"風が呼んでる、いつか聴いたあの声が"『バードマン あるいは(無知がもたらす予期せぬ奇跡)』


 アカデミー作品賞受賞!


 かつてスーパーヒーロー「バードマン」役で一世を風靡したリーガン・トムソンだが、20年経った今となってはすっかり落ち目。大ファンだったレイモンド・カーヴァーの小説『愛について語る時に我々の語ること』を舞台劇化し、ブロードウェイでカムバックしようとするが、脇役に注目を奪われてうまくいかない。おまけに、別れた妻との間の娘とも溝が深まり……。


 アレハンドロ・ゴンザレス・イニャリトゥ監督の最新作。今年のアカデミー賞絡みはどれも面白いな〜と思ってたが、この監督の映画で唯一見た『バベル』が死ぬほどつまらなかったので、作品賞のこれはもしかしてダメなんではないかと心配しておった。ブラピとケイト・ブランシェットの嘘くさい夫婦喧嘩とか寒かったなあ。いかにも意味ありげだが話の前提条件が間違ってるので中身がスッカスカになり、構成ばかりが先走った駄作という印象であった。さて今作はと言いますと……。


 観ていて思ったのは、この話、この間見たばかりの『シェフ』(http://d.hatena.ne.jp/chateaudif/20150316/1426507517)に似てね?ということ。望まぬ境遇に陥っている男が一念発起し再出発する、というところは同じ。『シェフ』は料理人が主人公だが、実質は監督であり俳優でもあるジョン・ファブロー自身の話だからな。別にパクってるとかそういうことではなく、そこはやはりハリウッドにいる役者や監督の共通の悩みである、ということなのであろう。
 大きな名声を得ていた時期と今現在にギャップが生まれ、自分自身が過去と現在に引き裂かれていくような感覚に囚われる。過去の方が理想的で、今は望まぬ仕事をしているか、過去に意に染まぬ仕事をしたのが逆に大きな名声を得てしまい、今していることが評価されないか。そうした違いはあれど、ショービジネスに携わる者として、評価と自分自身のずれに悩まされることとなる。
 で、現在に至るまでに妻と別れ、子供とも疎遠になり、男としても父としても不全状態になっている……というところまでいっしょやがな。別れたけど、一応妻には心配されていて……。この辺りはまあわかりやすいフック以上の意味はないのかもしれないが、ベタだな。

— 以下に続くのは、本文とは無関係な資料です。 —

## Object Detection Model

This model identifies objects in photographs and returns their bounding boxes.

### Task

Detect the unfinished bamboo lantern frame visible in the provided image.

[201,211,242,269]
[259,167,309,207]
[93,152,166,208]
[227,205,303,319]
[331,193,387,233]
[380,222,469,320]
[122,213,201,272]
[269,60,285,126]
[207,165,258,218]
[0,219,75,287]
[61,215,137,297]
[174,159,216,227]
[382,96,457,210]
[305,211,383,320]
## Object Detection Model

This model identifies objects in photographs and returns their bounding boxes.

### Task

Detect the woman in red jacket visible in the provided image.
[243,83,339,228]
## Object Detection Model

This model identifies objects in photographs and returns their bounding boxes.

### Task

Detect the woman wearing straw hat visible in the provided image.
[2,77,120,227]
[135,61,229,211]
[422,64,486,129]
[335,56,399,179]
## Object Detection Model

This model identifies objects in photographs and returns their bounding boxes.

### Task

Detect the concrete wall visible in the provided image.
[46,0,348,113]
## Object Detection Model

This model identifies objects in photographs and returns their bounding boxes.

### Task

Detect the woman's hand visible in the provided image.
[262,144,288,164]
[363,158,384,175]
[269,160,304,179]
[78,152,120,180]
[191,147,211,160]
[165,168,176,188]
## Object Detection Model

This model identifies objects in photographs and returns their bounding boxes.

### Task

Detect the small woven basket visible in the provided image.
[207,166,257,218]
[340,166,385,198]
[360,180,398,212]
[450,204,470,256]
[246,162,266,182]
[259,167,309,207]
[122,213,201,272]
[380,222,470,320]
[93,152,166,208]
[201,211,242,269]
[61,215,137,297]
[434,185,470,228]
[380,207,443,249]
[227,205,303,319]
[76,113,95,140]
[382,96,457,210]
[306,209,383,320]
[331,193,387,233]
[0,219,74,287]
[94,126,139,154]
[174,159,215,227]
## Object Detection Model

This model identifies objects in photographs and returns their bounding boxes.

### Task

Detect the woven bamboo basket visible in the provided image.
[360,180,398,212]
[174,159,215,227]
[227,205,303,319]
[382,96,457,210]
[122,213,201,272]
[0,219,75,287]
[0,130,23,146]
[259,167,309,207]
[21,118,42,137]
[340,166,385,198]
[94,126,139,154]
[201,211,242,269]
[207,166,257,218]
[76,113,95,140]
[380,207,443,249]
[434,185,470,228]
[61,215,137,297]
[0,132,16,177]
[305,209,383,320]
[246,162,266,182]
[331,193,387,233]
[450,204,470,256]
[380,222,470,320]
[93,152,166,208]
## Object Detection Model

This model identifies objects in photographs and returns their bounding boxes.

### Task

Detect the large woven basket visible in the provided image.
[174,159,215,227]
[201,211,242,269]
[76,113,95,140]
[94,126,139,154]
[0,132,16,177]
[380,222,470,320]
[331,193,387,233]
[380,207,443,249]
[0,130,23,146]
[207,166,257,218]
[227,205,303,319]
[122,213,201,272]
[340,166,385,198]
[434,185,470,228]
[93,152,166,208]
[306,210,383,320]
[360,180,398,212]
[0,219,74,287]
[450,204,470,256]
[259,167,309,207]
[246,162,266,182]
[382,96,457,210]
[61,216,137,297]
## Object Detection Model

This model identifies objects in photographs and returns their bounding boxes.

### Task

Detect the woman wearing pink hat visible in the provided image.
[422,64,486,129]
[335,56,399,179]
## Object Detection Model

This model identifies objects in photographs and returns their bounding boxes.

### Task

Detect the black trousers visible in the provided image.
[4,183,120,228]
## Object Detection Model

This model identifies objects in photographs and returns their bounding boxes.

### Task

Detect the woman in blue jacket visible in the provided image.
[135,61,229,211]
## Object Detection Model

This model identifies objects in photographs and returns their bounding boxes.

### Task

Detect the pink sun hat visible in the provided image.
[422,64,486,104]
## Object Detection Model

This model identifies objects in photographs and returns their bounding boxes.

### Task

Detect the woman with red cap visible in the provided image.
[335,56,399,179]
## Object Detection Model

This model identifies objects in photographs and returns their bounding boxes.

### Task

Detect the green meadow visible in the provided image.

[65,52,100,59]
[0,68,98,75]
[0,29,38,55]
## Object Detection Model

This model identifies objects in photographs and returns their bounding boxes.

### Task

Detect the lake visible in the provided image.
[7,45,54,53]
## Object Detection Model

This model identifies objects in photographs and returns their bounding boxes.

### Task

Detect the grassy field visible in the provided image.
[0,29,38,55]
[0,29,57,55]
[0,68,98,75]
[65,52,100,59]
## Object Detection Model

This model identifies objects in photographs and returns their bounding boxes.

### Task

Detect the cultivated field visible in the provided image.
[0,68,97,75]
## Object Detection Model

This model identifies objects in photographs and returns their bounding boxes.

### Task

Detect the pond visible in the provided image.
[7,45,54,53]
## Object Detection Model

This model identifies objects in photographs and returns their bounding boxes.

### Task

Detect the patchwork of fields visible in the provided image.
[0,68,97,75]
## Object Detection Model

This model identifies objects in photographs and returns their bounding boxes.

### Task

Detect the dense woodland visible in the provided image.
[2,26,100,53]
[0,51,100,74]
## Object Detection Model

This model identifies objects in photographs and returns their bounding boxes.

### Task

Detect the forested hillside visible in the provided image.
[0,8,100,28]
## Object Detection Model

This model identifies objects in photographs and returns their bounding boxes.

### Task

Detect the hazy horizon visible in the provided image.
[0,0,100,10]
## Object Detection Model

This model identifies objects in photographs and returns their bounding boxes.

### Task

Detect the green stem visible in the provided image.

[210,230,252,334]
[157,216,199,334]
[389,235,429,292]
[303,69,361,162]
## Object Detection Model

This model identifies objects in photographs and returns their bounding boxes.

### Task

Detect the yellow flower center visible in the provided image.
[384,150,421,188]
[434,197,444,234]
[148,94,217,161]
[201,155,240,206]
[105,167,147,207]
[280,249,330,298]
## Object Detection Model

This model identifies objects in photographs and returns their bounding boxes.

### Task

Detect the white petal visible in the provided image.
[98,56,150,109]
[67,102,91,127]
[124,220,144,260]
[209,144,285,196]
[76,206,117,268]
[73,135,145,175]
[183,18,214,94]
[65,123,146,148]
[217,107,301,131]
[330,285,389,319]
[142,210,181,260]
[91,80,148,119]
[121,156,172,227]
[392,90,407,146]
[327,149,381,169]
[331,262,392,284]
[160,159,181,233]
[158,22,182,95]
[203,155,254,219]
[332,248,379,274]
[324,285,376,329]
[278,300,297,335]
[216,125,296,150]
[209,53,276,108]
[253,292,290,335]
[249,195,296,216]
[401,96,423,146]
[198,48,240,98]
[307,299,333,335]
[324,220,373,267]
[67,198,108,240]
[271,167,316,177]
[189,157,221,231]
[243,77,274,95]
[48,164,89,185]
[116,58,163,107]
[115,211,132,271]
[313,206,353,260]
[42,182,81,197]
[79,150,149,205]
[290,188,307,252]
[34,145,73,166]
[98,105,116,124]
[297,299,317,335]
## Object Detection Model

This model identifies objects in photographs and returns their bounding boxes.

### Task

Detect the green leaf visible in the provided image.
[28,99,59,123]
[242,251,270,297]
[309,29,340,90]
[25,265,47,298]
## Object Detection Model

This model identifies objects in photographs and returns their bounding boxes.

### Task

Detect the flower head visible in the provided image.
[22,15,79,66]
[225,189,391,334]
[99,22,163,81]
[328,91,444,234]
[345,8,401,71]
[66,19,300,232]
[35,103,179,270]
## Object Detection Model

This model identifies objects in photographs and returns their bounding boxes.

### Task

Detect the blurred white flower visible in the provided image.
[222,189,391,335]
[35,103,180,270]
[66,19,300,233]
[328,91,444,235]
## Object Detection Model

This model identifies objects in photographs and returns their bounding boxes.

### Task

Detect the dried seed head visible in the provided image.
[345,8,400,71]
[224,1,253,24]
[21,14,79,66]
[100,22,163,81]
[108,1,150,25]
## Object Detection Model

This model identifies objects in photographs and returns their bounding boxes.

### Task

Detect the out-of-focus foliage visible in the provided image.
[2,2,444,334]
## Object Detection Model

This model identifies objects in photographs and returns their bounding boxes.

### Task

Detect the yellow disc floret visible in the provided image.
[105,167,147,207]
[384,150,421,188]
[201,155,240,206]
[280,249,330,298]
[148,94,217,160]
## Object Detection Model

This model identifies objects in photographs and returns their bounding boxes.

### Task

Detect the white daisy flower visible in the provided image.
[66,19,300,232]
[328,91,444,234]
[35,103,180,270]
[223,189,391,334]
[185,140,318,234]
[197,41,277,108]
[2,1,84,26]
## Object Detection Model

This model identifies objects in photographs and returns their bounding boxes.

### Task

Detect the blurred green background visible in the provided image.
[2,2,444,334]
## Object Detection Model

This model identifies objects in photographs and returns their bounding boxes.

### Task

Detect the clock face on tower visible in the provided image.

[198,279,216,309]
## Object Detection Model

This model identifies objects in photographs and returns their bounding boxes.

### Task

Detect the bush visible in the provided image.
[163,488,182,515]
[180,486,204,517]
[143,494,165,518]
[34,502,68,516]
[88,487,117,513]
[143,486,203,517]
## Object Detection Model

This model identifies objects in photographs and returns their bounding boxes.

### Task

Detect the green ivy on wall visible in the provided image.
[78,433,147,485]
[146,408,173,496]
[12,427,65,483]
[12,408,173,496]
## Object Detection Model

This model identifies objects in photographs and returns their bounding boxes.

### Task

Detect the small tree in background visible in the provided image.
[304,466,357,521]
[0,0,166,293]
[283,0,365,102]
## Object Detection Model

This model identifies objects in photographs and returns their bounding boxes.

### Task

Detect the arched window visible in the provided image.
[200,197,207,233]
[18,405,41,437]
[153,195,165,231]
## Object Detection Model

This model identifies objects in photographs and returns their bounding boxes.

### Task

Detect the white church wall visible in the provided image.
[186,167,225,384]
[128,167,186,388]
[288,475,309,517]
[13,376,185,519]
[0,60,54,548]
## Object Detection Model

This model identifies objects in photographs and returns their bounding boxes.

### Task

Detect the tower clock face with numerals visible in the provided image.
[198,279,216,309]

 フィルモグラフィーを振り返って『絶対×絶命』とかのタイトルを見ると、「ああ、代表作は……やっぱり『バットマン』……しか……ないかな……」と言うしかないマイケル・キートンを、元ヒーロー映画『バードマン』の主演俳優としてこの物語の主人公に据えている。バードマンとしての自分と決別するために、舞台俳優に転身を図り、演出まで手がけるのだが、評判は芳しくなく、過去の自分からのプレッシャーがひしひしと……。


 舞台劇のシーンから舞台裏までをワンカットに見えるように撮って、役者の感情の動きをシームレスに捉えていく演出が面白い。文字通り、各登場人物が一喜一憂する流れを切れ目なく撮り続けるので、臨場感がいや増していく。実際は一夜明けなど含めて大きな時間移動や、空を飛ぶシーンなどの大仕掛けも挟んでいるので、あくまで「見えるように」撮っているだけなんだが、その大胆さが鮮烈でもある。音楽も途中、ドラムがガンガン鳴っているのだが、舞台裏に回った時に演者が映るシーンなどもあってニヤリとさせられる。


 ただやはり、話がベタベタな割に構成ばかり凝ってひけらかしてる感じが『バベル』に似てるな、ともちょっと感じたところ。演技や演出、全てが総合的に向上してるから映画としては格段に良くなっていると思うが、まあ好みは分かれるところではないか。
 マイケル・キートンエドワード・ノートンの頑張りのおかげで迫真感もあるが、作り込み過ぎ、出来過ぎで嘘っぽいところもあまり好きではない。舞台裏のハプニングがSNSに流出するあたりまで『シェフ』に似ているから笑ってしまった。さらに、嫌な性格の評論家まで出てきて罵り合いに。ほんとに銃をぶっ放した途端にその評論家が絶賛とか、そこはかとなく『サード・パーソン』(http://d.hatena.ne.jp/chateaudif/20140703/1404370880)のような似非文学臭を嗅いでしまい、そこは減点。これで伝説になれるなら苦労しないだろ。お話としては一人の男が過去と決別して、自ら飛べるようになったというところさえ押さえてればいいのだろうが……。


 ヒーローネタも色々盛り込んでいるが、あくまでネタ以上の意味はないように感じたな。もう10年企画が遅ければ、トビー・マグワイアあたりが主演でも撮れていたかもしれない。
 しかし、バードマンの象徴として吹っ飛ばされるのが鼻である、というのはちょっと弱かったんじゃないかな。無理やり新作『スーパーマンvsバットマン』につなげるなら、ベン・アフレックが主演して、最後に自分のケツアゴを吹っ飛ばしたら面白かったのに!